Programming with OpenGL #4

Posted by Mordi on April 25, 2012, 2:23 p.m.

The last few days I've been working on rendering fonts. At first I had trouble with aliasing and foreign characters. These have now been fixed. Another problem was that font-rendering was terribly slow. What I was doing at first was simply generating each glyph (character) and a texture of the glyph at runtime every time it was drawn. Therefore, I figured that it would be better to just render all the glyphs when the font loads, and then use these textures to draw the text. I managed to get it working pretty quickly, and it's much faster now. However, I still need to clean it up. Right now, each glyph has it's own texture, which means that I have 223 textures for the engine to work with. I should rather render all of them to a single texture, and have a map of them to use when drawing the font. That's where I am right now.
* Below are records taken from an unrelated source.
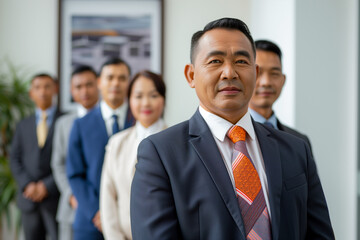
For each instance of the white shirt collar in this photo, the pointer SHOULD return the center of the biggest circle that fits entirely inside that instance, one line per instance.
(81, 111)
(219, 126)
(107, 111)
(143, 132)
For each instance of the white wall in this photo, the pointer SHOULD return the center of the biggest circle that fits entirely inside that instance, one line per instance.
(28, 34)
(326, 100)
(319, 41)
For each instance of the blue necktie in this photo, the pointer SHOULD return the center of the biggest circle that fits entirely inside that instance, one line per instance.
(115, 124)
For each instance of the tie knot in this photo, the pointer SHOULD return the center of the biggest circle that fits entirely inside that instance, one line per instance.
(115, 117)
(43, 115)
(236, 133)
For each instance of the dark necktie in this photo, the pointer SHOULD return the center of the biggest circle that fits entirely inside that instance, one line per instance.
(269, 124)
(248, 189)
(115, 128)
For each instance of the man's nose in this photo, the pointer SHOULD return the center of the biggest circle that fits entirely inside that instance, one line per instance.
(264, 79)
(228, 71)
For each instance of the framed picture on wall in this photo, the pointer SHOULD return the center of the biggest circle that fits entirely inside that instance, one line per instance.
(92, 31)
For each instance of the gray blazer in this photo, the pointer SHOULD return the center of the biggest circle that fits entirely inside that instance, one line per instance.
(58, 165)
(30, 163)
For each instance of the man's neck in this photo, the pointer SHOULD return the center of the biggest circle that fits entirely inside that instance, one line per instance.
(265, 112)
(114, 105)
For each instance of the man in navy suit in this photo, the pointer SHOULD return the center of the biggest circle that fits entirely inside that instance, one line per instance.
(88, 138)
(37, 195)
(269, 83)
(184, 186)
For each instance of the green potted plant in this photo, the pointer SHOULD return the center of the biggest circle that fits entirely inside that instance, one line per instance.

Here's a picture of it rendering 223 texture-characters of Coolvetica. Before, this would mean about 15 frames per second max on my machine, but now it can handle it easily at 60 (won't go over 50 in my case, since I am connected to my 50hz TV).

Stay tuned for more.

Comments

Rob 12 years, 7 months ago

Quote:
15 FPS for drawing fonts

wat

Mordi 12 years, 7 months ago

Quote:
…generating each glyph (character) and a texture of the glyph at runtime every time it was drawn.
This.

TheVladR 12 years, 7 months ago

You definitely need a Texture Atlas with all characters. Created Offline, not even at start-up, so you can just load the texture at start-up.

I`m guessing the next feature will be variable width of each character ? You`re up for some sick fun there - to get it working nicely, that`s for sure :-)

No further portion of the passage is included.